Edward Bond’un tiyatro yaklaşımından etkilenen David Davis, tüm hayatını 'kişisel olanın içindeki toplumsalı' keşfetmeye adamış bir isim. Filistin’den Çin’e, Bosna Hersek’ten Türkiye’ye kadar pek çok ülkede düzenlediği atölyelerle alana sayısız uzman kazandırdı. O ve onun gibi nicelerinin açtığı yol şu anda içinden geçtiğimiz krizlerin nedenlerini anlayabilmek için bizlere ışık tutuyor.
Davis, Türkçe baskıya yazdığı son sözde Malabou’nun Beynimizle Ne Yapmalıyız? kitabından bahsediyor. Bu yazının kapanış cümlesi Malabou’nun sorduğu soru olacak.
“Beynimiz esnek ve özgür olduğu halde neden hâlâ her zaman ve her yerde zincirlenmiş durumdayız?”
Not
* Augusto Boal’in geliştirdiği Forum Tiyatro ezen ve ezilen ilişkilerini konu alır. Bu yaklaşımda seyirciler aynı zamanda oyuncu da olur. Akışa müdahale edip toplumsal sorunlara veya baskı durumlarına çözüm sunabilirler. Ezilenlerin Tiyatrosu olarak da adlandırılır.

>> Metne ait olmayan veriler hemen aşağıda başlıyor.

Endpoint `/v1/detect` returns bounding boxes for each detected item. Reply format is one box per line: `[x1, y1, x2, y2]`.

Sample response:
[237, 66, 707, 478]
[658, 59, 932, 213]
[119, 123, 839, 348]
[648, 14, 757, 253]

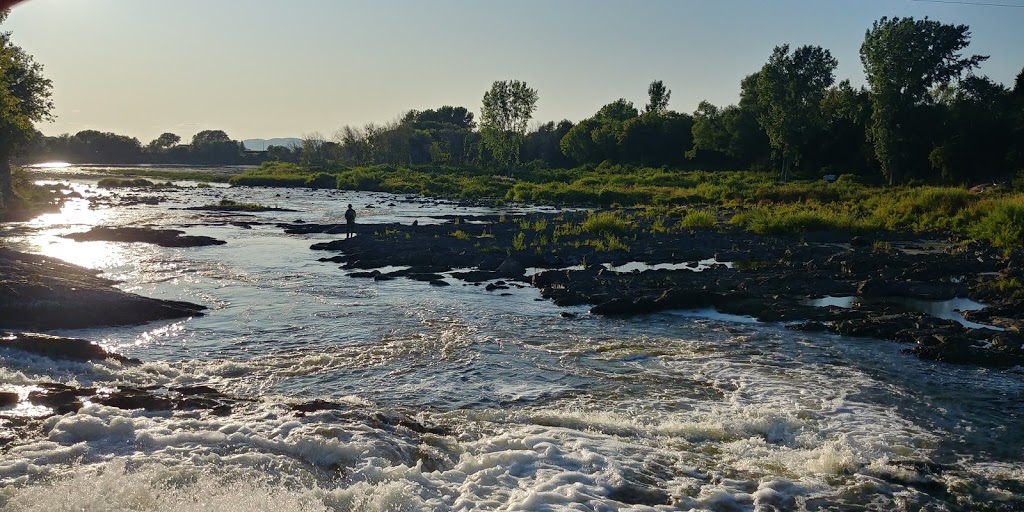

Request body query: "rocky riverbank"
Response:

Alıntı ve Atıf Yapılan Kaynaklar
Boal, A. (2014). Oyuncular ve Oyuncu Olmayanlar İçin Oyunlar. İstanbul: Boğaziçi Üniversitesi Yayınevi
O'Sullivan, C., Colleary, S., & Davis, D. (Ed.). (2025). “Ben kimim?” “Kim olduğumu bana kim söyleyebilir?”. Vizetek Yayıncılık
Malabou, C. (2018). Beynimizle Ne Yapmalıyız?. Küre Yayınları.